= Martin Russell =

English recording engineer

Martin Russell is an English recording engineer, record producer, composer, and musician. He has been a core member of the music group Afro Celt Sound System since the recording of the first album Volume 1: Sound Magic in mid-1995, and has twice been nominated for a Grammy Award. As of 2010, the recorded output of the group has so far been exclusively released by Peter Gabriel's Real World Records. (The next two albums, Volume 2: Release and Volume 3: Further in Time earned the afore-mentioned Grammy Nominations). The group recorded and released three more albums Seed, Pod (an album of remixes and re-workings), and Volume 5: Anatomic. Russell has written film music for several feature films, including Hotel Rwanda and the Lebanese film Bosta.

==History==
Russell commenced his musical career in 1979, joining UK band The Enid on bass guitar and keyboards a few months after completing a BA Hons degree in music. His most notable contribution to the band's catalogue was "Once She Was", an arrangement of the folk song melody "Scarborough Fair". He remained a member until 1981, citing his increasing dissatisfaction with the whimsical vocally-based direction that the band was taking, as his reason for leaving.

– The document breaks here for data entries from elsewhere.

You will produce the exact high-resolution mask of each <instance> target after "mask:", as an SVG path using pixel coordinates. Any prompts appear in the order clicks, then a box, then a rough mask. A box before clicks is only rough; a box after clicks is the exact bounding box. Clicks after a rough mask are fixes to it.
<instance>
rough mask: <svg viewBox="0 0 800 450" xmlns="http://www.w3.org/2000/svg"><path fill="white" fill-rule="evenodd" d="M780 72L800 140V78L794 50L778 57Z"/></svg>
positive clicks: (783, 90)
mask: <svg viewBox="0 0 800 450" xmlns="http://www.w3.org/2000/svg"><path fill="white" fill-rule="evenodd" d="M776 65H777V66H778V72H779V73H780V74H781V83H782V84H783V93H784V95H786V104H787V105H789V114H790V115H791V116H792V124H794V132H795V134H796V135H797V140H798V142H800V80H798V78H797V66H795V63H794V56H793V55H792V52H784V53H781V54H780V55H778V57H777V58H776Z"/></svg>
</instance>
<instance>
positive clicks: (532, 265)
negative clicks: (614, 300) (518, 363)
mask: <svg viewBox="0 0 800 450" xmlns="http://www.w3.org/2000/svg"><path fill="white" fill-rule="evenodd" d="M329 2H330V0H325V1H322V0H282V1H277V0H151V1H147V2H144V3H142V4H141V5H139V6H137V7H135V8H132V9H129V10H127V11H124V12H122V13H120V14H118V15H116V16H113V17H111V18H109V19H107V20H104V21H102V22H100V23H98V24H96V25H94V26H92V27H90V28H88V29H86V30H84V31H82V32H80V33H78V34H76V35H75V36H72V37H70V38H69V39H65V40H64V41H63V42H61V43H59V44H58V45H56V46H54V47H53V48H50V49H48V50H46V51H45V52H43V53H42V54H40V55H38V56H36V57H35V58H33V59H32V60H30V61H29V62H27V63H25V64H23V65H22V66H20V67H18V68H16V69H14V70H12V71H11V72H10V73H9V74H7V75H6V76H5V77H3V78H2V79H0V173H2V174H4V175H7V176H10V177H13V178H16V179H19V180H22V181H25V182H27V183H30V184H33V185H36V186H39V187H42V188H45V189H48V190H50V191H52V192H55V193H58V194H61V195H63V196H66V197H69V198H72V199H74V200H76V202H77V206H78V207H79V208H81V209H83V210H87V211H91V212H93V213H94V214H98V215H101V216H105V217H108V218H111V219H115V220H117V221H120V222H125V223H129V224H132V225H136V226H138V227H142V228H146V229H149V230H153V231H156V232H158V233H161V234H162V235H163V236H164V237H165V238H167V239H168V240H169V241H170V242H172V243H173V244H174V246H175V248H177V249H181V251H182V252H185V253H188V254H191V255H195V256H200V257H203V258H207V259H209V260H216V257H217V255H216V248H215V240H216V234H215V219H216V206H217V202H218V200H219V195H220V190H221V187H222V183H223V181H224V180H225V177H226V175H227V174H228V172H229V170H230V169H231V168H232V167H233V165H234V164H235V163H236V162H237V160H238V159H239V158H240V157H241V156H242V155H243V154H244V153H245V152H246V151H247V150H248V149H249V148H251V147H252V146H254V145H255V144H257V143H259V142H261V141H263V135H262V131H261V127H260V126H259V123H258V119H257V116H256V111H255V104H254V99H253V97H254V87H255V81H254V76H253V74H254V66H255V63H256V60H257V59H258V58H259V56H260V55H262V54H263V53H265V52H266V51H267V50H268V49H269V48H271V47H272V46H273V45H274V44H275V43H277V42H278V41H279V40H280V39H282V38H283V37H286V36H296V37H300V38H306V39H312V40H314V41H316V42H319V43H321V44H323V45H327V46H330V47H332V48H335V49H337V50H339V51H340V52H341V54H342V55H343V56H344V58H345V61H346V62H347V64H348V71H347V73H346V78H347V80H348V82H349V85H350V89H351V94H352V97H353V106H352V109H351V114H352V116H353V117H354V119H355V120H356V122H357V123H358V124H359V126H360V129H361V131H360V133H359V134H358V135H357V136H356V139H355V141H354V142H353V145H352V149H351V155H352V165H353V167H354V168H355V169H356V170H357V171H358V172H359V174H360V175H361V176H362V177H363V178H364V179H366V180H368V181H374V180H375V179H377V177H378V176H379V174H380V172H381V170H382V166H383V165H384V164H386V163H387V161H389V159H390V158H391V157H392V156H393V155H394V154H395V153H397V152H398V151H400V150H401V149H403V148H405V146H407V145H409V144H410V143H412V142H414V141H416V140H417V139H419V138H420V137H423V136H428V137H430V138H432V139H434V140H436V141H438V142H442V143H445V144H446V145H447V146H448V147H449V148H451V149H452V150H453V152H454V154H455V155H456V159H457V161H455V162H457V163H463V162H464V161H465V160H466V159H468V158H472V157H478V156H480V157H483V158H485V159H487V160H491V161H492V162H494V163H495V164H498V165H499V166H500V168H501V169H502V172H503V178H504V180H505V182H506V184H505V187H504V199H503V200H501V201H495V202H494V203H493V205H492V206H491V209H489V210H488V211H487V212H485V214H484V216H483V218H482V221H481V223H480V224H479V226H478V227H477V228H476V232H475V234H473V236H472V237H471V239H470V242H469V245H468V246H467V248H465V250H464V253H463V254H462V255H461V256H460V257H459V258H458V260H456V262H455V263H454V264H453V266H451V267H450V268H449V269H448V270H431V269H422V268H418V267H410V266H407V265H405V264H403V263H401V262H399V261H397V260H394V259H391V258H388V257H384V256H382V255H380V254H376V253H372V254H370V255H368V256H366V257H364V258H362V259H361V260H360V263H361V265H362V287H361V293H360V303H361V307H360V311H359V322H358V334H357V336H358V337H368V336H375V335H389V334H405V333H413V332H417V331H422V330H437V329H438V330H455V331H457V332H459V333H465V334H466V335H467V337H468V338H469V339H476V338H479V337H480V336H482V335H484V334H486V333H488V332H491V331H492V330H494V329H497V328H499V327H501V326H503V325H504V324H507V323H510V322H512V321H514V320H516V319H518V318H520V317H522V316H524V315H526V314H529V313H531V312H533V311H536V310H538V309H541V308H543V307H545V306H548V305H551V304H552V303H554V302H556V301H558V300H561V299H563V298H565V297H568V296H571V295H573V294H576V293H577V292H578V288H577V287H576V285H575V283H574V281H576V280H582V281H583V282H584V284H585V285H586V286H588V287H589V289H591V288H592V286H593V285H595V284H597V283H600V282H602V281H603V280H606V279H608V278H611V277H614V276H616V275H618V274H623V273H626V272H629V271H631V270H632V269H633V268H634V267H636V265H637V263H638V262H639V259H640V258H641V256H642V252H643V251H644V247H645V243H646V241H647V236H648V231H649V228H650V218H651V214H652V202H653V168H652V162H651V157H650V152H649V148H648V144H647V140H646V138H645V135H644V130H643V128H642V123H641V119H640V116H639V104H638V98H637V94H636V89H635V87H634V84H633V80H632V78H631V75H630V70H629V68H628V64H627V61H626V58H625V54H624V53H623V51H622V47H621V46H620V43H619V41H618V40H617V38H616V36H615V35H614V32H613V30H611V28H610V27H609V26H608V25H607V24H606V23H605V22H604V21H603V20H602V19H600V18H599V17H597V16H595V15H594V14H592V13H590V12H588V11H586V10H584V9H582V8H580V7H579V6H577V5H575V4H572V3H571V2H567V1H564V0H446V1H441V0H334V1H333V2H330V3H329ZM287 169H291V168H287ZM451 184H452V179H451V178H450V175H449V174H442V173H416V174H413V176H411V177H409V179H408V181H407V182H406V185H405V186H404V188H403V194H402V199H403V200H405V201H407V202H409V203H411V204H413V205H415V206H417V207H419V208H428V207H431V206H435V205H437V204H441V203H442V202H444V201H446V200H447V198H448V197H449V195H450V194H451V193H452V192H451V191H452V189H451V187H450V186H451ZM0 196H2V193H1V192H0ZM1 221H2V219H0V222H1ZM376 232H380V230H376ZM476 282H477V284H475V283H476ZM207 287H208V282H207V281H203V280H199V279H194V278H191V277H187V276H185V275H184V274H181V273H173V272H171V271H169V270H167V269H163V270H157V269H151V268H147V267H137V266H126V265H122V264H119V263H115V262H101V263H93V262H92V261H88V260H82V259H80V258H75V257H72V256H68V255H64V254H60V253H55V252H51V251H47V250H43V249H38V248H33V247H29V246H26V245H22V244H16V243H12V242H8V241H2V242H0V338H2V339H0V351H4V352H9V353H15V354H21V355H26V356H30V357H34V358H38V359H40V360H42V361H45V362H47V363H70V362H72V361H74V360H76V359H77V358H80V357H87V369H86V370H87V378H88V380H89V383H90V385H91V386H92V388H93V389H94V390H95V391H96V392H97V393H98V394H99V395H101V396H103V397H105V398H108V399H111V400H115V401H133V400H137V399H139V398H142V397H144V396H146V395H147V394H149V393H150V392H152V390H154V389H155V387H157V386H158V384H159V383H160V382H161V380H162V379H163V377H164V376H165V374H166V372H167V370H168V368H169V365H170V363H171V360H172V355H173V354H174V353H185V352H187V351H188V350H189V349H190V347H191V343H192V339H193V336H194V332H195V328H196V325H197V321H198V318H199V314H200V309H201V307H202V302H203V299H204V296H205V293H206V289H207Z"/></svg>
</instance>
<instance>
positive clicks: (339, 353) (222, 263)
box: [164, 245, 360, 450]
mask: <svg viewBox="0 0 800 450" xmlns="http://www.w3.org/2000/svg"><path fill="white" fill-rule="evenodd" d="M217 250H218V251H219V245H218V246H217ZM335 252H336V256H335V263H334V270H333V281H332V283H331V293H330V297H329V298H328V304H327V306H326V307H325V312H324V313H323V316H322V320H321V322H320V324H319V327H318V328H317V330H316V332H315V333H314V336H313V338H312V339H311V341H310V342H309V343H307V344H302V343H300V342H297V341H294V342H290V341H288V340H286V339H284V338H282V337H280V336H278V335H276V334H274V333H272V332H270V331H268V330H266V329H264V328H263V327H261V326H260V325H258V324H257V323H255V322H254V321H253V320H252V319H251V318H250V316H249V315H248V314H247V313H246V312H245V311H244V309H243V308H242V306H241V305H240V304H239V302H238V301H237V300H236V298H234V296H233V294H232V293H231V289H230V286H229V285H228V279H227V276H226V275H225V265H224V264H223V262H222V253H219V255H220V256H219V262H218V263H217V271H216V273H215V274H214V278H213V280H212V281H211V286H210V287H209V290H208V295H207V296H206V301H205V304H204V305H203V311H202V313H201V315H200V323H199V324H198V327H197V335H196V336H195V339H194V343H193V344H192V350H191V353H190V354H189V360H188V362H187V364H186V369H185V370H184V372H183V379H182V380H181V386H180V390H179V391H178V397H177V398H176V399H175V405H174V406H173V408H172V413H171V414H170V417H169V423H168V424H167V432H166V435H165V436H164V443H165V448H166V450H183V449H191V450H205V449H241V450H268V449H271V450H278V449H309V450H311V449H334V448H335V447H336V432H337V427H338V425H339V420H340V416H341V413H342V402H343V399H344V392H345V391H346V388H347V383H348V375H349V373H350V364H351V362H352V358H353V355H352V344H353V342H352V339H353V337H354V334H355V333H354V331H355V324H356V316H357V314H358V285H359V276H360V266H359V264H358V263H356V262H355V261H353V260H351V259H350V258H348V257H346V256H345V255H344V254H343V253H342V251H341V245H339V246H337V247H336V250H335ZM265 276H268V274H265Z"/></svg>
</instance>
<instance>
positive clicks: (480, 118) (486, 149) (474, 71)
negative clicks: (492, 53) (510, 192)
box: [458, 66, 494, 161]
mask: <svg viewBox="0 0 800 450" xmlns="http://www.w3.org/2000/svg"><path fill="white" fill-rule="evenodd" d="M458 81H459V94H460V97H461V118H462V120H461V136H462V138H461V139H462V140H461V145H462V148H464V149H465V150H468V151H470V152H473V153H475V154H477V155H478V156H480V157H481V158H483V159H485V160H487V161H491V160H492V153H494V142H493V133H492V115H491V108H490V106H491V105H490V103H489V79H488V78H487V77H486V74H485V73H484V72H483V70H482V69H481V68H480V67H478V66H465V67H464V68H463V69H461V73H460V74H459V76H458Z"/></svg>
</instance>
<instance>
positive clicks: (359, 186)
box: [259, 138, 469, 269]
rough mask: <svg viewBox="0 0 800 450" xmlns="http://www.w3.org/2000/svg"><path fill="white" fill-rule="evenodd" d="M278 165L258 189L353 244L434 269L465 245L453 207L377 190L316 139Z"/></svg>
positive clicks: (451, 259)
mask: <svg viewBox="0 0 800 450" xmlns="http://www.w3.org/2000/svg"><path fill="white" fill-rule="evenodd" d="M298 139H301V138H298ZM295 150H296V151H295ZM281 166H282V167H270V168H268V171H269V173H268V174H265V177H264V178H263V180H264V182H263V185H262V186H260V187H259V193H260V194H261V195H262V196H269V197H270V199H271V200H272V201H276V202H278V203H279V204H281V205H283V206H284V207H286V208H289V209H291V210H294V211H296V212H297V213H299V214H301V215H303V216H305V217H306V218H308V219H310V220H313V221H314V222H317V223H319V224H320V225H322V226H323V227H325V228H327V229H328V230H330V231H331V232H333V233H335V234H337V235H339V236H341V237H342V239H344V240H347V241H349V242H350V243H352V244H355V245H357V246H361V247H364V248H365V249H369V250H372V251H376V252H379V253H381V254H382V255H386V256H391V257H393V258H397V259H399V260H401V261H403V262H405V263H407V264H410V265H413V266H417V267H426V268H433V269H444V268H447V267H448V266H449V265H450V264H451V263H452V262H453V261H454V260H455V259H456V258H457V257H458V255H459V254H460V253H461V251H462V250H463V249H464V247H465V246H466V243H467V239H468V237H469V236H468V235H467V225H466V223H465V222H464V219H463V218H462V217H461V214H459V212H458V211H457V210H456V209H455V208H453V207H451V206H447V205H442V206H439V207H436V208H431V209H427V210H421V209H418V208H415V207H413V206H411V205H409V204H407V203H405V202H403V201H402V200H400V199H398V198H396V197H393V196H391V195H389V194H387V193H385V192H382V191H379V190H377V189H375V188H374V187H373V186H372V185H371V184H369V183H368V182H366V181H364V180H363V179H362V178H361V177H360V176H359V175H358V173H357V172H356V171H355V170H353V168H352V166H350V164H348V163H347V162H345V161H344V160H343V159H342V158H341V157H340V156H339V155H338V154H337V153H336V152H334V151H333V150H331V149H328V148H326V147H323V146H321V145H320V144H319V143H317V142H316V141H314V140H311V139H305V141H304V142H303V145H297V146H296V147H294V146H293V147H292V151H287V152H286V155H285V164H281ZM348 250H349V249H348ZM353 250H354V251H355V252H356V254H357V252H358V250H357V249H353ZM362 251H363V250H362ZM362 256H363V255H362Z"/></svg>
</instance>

With fellow ex-Enid keyboard player William Gilmour he formed the instrumental rock band Craft, who recorded an album which was released in 1984. He subsequently focused on studio building and sound engineering for the rest of the 1980s, notably at Utopia and Swanyard Studios before designing and building his own studio in North London, England in 1991.

Sonic Innovation opened in 1992 and has been the headquarters for the majority of Russell's music production, recording, CD mastering and film music composition activities ever since.